Regulation of Electroconvulsive Therapy: A Systematic Review of US State Laws.

OBJECTIVES: The goal of this study was to systematically review current US state laws on electroconvulsive therapy (ECT) in order to provide a comprehensive resource to educate practitioners, potential patients, and lawmakers. METHODS: Individual state legislative Web sites were searched by 2 independent authors using the following search terms: "electroconvulsive therapy," "convulsive therapy," "electroconvulsant therapy," "electroshock therapy," and "shock therapy" from March 2017 to May 2017. All sections of state law pertaining to ECT were reviewed, and pertinent data regarding consent, age restrictions, treatment limitations, required reporting, defined qualified professionals, fees, and other information were extracted. RESULTS: State regulation on ECT widely varied from none to stringent requirements.
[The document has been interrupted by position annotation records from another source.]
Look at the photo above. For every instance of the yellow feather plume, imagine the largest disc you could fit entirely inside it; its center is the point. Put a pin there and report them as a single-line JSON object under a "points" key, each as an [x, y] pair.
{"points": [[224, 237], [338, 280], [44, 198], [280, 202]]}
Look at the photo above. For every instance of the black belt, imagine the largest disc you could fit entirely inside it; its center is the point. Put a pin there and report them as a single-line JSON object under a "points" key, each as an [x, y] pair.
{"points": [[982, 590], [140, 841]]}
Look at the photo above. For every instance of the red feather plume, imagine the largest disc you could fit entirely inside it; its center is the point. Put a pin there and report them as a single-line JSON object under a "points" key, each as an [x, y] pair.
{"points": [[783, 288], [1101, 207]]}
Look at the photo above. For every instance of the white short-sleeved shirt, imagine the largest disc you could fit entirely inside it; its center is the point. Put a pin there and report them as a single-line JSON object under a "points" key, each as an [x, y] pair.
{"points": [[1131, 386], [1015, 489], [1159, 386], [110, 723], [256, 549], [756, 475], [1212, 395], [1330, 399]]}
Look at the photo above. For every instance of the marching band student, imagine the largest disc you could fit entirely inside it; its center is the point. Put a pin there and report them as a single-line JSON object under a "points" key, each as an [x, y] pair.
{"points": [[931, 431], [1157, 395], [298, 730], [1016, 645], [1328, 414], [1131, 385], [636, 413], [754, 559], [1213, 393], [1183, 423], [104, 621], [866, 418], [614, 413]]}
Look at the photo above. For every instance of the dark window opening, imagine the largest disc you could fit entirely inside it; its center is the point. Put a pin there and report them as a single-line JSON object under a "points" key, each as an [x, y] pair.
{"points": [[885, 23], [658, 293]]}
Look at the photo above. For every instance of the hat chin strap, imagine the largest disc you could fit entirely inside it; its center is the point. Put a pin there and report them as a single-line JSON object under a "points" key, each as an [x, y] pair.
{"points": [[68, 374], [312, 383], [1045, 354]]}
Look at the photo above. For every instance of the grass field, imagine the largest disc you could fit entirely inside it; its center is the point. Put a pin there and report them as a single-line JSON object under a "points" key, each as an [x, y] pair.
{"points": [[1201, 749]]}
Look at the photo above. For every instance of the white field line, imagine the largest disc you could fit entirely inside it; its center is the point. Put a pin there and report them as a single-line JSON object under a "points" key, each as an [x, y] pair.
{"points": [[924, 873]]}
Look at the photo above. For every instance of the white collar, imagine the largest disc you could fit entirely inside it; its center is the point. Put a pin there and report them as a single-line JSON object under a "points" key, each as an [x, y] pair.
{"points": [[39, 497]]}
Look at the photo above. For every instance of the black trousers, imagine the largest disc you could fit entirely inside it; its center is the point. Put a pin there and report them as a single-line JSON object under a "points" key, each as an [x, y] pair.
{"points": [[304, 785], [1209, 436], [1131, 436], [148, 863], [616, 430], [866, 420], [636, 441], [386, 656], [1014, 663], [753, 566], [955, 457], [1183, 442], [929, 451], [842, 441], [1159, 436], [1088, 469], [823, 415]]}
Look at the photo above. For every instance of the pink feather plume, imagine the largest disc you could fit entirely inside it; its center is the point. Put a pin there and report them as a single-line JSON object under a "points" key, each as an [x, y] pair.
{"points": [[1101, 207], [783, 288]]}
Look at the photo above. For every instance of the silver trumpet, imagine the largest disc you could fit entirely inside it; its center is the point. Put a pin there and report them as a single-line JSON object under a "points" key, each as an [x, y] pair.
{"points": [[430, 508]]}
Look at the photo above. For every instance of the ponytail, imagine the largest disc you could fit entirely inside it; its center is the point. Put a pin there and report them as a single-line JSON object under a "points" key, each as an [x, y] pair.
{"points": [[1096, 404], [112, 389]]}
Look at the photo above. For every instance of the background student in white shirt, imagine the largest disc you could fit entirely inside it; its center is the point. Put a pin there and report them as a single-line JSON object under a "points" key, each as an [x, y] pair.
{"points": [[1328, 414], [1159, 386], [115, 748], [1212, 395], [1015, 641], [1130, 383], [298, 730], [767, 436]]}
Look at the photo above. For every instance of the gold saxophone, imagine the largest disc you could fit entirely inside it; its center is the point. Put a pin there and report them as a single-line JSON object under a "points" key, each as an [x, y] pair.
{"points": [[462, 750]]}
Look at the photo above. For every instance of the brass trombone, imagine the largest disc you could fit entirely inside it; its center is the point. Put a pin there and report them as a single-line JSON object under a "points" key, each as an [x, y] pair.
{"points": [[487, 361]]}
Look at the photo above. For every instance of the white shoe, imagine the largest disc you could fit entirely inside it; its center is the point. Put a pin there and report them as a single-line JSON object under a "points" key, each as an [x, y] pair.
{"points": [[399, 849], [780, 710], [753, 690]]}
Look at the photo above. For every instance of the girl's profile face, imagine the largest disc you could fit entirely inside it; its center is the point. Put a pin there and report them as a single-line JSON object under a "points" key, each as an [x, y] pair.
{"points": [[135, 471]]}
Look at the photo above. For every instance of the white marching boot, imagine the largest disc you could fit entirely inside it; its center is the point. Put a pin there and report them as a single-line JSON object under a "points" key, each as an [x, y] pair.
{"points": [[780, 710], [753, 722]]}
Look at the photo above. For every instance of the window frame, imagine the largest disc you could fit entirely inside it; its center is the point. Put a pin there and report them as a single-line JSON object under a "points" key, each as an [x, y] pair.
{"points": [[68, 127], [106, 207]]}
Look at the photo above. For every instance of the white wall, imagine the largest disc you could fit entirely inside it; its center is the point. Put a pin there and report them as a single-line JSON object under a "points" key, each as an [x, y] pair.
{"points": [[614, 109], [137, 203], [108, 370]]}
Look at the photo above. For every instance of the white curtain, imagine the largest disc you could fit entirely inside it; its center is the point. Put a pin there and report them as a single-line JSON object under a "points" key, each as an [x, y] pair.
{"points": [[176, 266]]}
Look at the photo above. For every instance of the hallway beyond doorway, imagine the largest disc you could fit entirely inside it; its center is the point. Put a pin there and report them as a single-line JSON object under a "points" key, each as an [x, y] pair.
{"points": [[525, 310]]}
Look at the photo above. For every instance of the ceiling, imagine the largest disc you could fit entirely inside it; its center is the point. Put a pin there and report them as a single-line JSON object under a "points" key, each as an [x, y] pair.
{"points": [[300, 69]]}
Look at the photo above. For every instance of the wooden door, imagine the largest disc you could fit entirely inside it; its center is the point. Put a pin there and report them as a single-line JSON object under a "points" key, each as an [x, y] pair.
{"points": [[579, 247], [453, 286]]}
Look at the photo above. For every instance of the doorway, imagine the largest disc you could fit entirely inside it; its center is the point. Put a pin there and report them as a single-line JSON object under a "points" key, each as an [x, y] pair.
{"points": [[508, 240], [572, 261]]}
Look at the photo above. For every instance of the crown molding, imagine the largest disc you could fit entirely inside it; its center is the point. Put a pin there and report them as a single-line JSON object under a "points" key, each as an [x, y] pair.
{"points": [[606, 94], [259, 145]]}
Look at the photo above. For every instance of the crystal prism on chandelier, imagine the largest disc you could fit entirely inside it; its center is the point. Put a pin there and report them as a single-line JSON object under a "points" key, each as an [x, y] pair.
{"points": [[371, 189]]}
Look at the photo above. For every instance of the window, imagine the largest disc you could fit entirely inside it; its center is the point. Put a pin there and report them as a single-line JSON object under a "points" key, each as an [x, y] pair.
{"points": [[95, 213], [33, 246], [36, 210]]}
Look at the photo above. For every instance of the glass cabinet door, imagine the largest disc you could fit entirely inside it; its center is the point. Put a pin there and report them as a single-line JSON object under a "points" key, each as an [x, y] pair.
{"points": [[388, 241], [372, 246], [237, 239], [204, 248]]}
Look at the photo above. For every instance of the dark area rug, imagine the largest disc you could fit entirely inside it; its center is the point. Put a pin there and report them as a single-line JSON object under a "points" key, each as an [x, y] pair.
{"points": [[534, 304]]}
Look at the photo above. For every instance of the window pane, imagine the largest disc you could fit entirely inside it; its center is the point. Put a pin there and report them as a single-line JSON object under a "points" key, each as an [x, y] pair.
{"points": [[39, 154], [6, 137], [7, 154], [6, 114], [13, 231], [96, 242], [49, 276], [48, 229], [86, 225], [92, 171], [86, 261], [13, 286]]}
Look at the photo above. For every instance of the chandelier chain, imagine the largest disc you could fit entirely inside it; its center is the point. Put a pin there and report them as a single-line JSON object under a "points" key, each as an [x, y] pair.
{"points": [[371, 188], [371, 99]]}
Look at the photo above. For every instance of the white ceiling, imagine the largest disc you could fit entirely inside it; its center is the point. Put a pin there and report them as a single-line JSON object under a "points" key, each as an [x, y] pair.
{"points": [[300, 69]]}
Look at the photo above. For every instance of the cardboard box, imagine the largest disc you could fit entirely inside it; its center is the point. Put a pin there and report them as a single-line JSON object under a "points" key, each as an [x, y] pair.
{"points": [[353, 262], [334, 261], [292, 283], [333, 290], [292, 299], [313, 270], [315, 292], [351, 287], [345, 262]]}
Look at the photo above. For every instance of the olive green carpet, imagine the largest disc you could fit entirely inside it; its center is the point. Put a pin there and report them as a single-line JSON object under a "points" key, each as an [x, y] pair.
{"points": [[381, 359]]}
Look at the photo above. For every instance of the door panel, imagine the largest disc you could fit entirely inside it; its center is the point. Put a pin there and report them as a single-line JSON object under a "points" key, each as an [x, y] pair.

There were 6 states without any laws pertaining to ECT. California, Illinois, Massachusetts, Missouri, New York, South Dakota, Tennessee, and Texas were noted to be the most regulatory on ECT. CONCLUSIONS: There are no US national laws on ECT leaving individual state governments to regulate treatment. Whereas some states have detailed restrictions on use, other states have no regulation at all. This variation applies to multiple areas of ECT practice, including who can receive ECT, who can provide informed consent, who can prescribe or perform ECT, and what administrative requirements (eg, fees, reporting) must be met by ECT practitioners. Knowledge of these state laws will help providers not only to be aware of their own state's regulations, but also to have a general awareness of what other states mandate for better patient care and utilization of ECT.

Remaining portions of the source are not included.